Pour l’heure, en France, les pratiques sont différentes comme le rappelle Lara le Péru « Si les assureurs français se doivent d’indemniser rapidement, ils doivent avant tout indemniser justement ». C’est la raison pour laquelle des délais légaux (variables selon le type de sinistre) sont instaurés pour laisser le temps à l’assureur de prendre la mesure complète du sinistre et déterminer l’ordre des responsabilités avant de proposer une offre d’indemnisation. L’assuré dispose, quant à lui, en contrepartie d’un droit de contestation de l’offre, lequel influe sur le délai de l’indemnisation. Ce modus operandi semble plus « lent », mais apporte davantage de sécurité à l’ensemble des parties.

Quant à la question de transposer en France le statut de client acteur dans la résolution de son sinistre, en l’état actuel du droit la réponse est sans appel. C’est non, dans la mesure où le client est considéré comme non sachant.

En France, quid de l’avenir des courtiers d’assurance face à ces nouvelles pratiques ?

Ces pratiques posent la question du devenir des intermédiaires. Ont-ils vocation à perdurer, en présence de souscripteurs qualifiés ? Quel sera leur rôle ? Comment se distinguer ? Toutes ces questions sont au cœur des préoccupations des professionnels du secteur, conscients qu’une profonde mutation est à l’œuvre et que le digital offre de nouvelles manières d’exercer.

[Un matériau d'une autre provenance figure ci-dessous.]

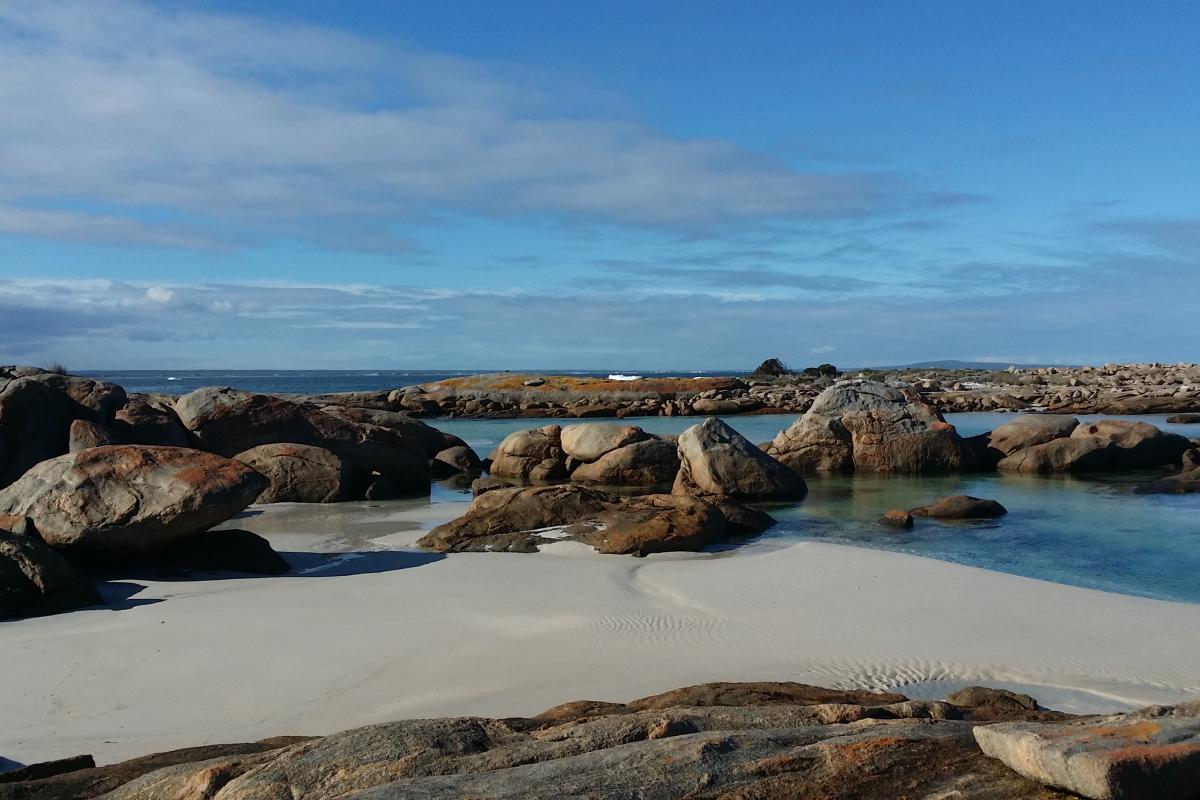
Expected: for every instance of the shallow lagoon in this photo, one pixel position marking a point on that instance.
(1081, 531)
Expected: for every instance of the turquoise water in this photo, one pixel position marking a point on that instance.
(1081, 531)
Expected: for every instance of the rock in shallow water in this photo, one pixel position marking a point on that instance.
(869, 427)
(717, 461)
(960, 506)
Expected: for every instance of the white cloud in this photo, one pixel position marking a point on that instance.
(181, 128)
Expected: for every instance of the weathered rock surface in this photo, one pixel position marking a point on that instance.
(520, 519)
(227, 422)
(1029, 429)
(130, 499)
(870, 427)
(1152, 753)
(960, 506)
(646, 462)
(897, 518)
(534, 456)
(35, 579)
(712, 741)
(151, 420)
(459, 458)
(299, 473)
(591, 440)
(36, 411)
(84, 434)
(1098, 446)
(717, 461)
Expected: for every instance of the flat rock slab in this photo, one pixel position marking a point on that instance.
(1149, 755)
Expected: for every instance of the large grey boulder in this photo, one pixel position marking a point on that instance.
(1152, 753)
(870, 427)
(960, 506)
(36, 411)
(226, 421)
(534, 456)
(717, 461)
(130, 499)
(591, 441)
(647, 462)
(299, 473)
(35, 579)
(1098, 446)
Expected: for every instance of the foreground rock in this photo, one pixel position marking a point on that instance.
(870, 427)
(130, 500)
(521, 519)
(703, 743)
(1150, 753)
(35, 579)
(961, 506)
(299, 473)
(717, 461)
(533, 456)
(228, 422)
(36, 411)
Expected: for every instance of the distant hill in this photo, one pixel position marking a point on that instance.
(952, 364)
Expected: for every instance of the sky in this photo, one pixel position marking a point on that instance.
(519, 185)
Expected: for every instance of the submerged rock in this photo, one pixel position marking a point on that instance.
(870, 427)
(130, 499)
(960, 506)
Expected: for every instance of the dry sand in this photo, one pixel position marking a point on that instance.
(391, 633)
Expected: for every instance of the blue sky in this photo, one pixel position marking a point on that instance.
(621, 185)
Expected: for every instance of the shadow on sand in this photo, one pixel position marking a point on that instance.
(119, 593)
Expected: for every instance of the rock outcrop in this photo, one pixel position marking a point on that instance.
(717, 461)
(1149, 753)
(130, 499)
(227, 422)
(1107, 445)
(870, 427)
(36, 411)
(533, 456)
(703, 743)
(960, 506)
(521, 519)
(299, 473)
(35, 579)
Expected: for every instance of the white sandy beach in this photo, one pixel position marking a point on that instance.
(400, 633)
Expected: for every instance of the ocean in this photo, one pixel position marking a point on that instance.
(321, 382)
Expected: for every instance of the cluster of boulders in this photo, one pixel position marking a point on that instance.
(773, 389)
(711, 470)
(707, 743)
(91, 477)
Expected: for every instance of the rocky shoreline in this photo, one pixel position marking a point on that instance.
(1109, 389)
(708, 741)
(93, 477)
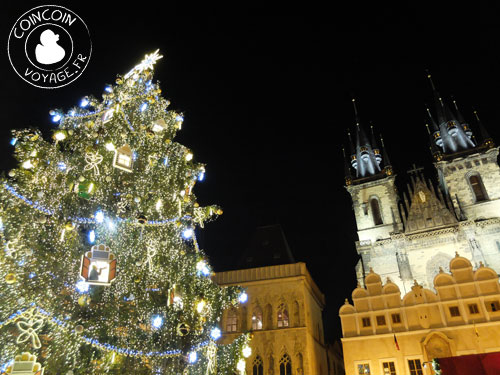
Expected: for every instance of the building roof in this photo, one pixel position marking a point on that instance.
(267, 247)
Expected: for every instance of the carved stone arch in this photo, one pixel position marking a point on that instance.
(438, 345)
(268, 317)
(432, 267)
(376, 210)
(476, 186)
(296, 322)
(243, 319)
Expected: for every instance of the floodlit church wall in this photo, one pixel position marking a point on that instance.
(461, 315)
(301, 338)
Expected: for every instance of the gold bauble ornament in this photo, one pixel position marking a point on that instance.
(10, 278)
(183, 329)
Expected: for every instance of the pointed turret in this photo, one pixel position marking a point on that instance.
(453, 136)
(385, 156)
(366, 156)
(347, 169)
(487, 141)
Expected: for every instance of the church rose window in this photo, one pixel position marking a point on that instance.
(258, 367)
(377, 218)
(477, 188)
(282, 316)
(285, 365)
(232, 321)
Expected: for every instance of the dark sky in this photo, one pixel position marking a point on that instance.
(267, 102)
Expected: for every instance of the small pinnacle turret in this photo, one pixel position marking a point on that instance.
(451, 133)
(366, 156)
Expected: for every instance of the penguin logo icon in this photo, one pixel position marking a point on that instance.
(49, 46)
(48, 51)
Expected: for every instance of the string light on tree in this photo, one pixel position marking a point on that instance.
(113, 174)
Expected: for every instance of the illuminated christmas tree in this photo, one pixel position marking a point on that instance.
(101, 271)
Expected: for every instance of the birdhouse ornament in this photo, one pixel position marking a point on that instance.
(124, 158)
(25, 364)
(98, 266)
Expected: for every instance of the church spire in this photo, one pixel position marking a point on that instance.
(453, 136)
(385, 156)
(366, 156)
(485, 136)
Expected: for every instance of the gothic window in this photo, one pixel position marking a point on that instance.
(454, 311)
(269, 317)
(415, 367)
(285, 365)
(232, 321)
(258, 366)
(377, 217)
(473, 308)
(389, 368)
(296, 314)
(363, 369)
(282, 316)
(477, 187)
(257, 319)
(396, 318)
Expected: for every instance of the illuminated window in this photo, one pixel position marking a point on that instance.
(364, 369)
(232, 321)
(493, 306)
(285, 365)
(415, 367)
(473, 308)
(282, 316)
(396, 318)
(377, 217)
(389, 368)
(477, 188)
(258, 366)
(257, 319)
(454, 311)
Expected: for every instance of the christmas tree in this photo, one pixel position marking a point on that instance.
(101, 271)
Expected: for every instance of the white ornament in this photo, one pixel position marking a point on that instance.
(25, 364)
(212, 358)
(124, 158)
(30, 322)
(199, 216)
(98, 266)
(147, 63)
(150, 253)
(93, 159)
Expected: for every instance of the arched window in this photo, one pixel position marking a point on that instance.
(232, 321)
(269, 317)
(477, 187)
(296, 314)
(258, 366)
(257, 319)
(282, 316)
(244, 318)
(377, 217)
(285, 365)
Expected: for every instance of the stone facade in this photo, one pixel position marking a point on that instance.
(413, 240)
(284, 313)
(384, 334)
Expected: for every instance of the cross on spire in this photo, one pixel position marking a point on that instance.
(415, 170)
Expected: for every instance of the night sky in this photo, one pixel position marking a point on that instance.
(267, 104)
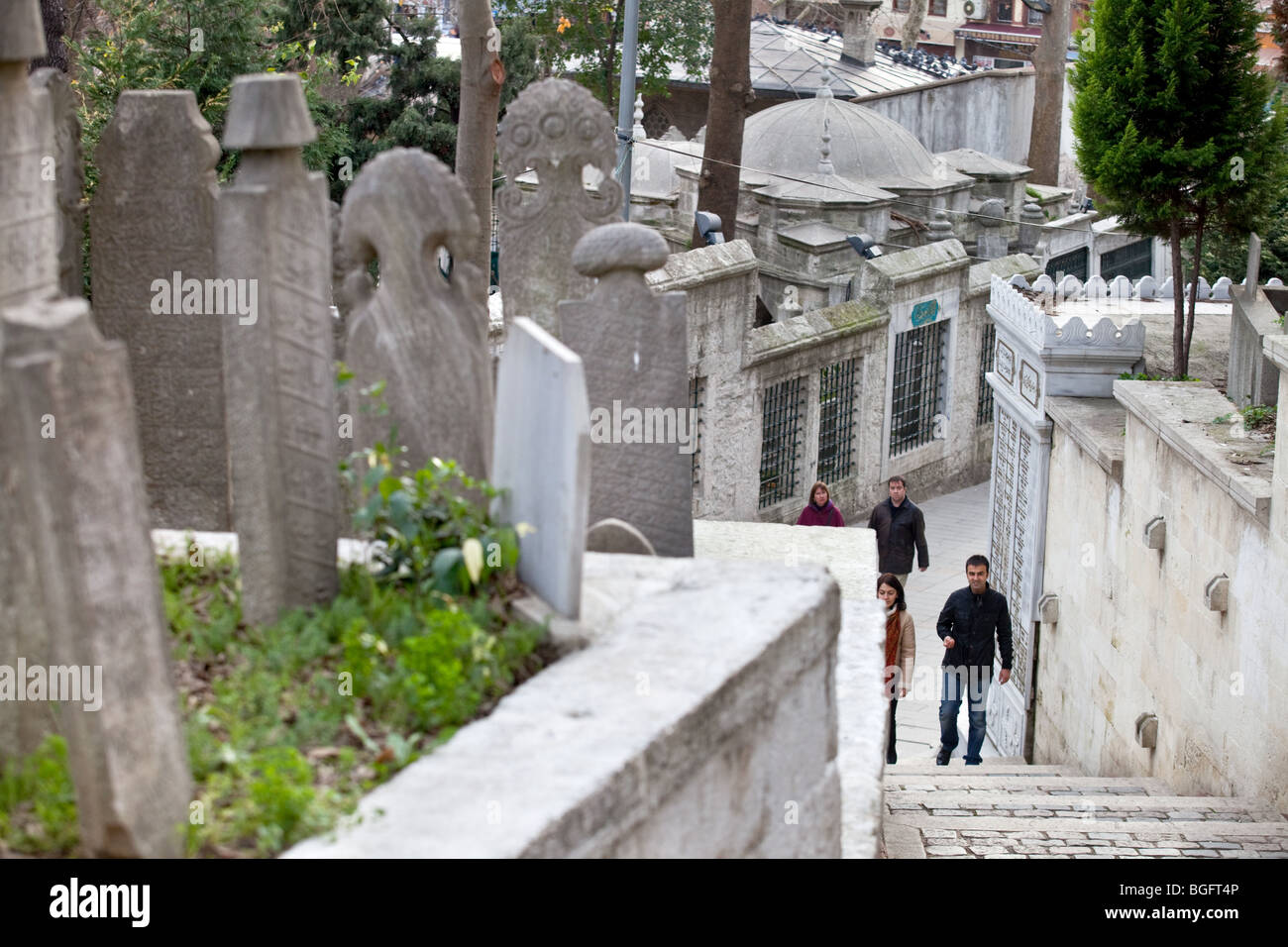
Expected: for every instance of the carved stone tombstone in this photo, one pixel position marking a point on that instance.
(29, 215)
(68, 170)
(77, 558)
(273, 241)
(423, 331)
(154, 261)
(555, 128)
(542, 460)
(634, 344)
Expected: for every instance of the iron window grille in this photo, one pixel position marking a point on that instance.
(984, 406)
(780, 441)
(1073, 263)
(697, 394)
(836, 420)
(1132, 261)
(917, 397)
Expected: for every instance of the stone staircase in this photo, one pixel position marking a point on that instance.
(1006, 808)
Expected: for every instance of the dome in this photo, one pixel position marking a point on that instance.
(866, 146)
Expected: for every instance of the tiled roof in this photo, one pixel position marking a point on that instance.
(787, 58)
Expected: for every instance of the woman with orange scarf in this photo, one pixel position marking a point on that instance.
(901, 646)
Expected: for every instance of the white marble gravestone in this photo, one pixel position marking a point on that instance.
(541, 459)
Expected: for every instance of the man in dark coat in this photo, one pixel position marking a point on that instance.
(970, 620)
(900, 527)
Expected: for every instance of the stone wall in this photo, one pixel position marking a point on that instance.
(1133, 633)
(734, 364)
(988, 111)
(1252, 377)
(700, 722)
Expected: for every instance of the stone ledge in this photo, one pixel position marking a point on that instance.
(1179, 412)
(696, 266)
(706, 661)
(811, 329)
(1096, 425)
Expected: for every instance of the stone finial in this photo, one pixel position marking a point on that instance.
(1120, 287)
(1253, 264)
(1031, 219)
(619, 248)
(1048, 608)
(617, 536)
(638, 132)
(1216, 592)
(824, 90)
(940, 228)
(1146, 731)
(1095, 287)
(22, 35)
(824, 159)
(1155, 534)
(555, 128)
(268, 111)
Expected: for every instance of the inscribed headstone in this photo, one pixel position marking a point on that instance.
(273, 241)
(555, 128)
(76, 523)
(634, 344)
(153, 261)
(68, 170)
(424, 329)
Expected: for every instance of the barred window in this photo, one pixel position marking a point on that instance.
(984, 407)
(1132, 261)
(836, 420)
(780, 441)
(917, 397)
(1068, 264)
(697, 394)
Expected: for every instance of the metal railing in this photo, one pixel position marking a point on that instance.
(780, 441)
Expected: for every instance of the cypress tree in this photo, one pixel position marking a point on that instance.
(1173, 125)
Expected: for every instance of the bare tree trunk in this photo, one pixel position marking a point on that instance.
(1194, 289)
(482, 75)
(1048, 60)
(726, 110)
(912, 24)
(54, 16)
(1179, 363)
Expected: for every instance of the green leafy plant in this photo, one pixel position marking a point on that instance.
(38, 801)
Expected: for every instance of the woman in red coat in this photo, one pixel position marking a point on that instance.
(819, 510)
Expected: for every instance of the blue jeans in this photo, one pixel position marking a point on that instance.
(974, 684)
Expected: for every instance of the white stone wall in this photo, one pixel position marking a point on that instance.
(699, 722)
(1133, 634)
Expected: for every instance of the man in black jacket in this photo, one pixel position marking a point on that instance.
(900, 527)
(970, 618)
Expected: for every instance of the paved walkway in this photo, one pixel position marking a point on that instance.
(956, 527)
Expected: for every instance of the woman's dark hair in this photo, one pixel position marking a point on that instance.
(893, 581)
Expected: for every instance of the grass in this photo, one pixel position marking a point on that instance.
(287, 725)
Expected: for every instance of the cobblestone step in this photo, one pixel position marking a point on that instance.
(1102, 805)
(926, 836)
(997, 766)
(1038, 784)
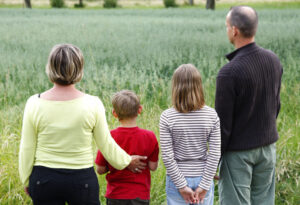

Pour Lara le Péru, « Demain, le savoir-faire métier d’un courtier se reposera plus sur sa capacité à obtenir la meilleure proposition d’assurance, ni sur la rédaction de clauses. Mais sur sa capacité à proposer des services annexes, à valeur-ajoutée. Chez Chevreuse Courtage, nous parlons de conseils augmentés. Étant des spécialistes de l’assurance professionnelle, expert dans deux domaines : l’assurance construction et l’assurance collective, nous avons une connaissance fine et pointue de nos domaines d’intervention. Ainsi, nous sommes en mesure d’appréhender un projet de manière globale, tenant compte des spécificités du projet, des contraintes et besoins du client, des compagnies, de l’environnement juridique, et du marché spécifique. En matière d’assurance construction, cette connaissance est précieuse. Elle nous permet notamment d’accompagner nos clients dans la transformation des villes, et de relever les défis de la smart city. »


[1] L’Insurtech (ou assurtech) est un écosystème d’entreprises œuvrant dans le secteur de la technologie (IA, DATA, Big DATA, machine learning, objets connectés, etc.) pour le secteur de l’assurance.

[2] Cf. l’article 8 de la Convention Européenne de Sauvegarde des Droits de l’Homme et du Citoyen.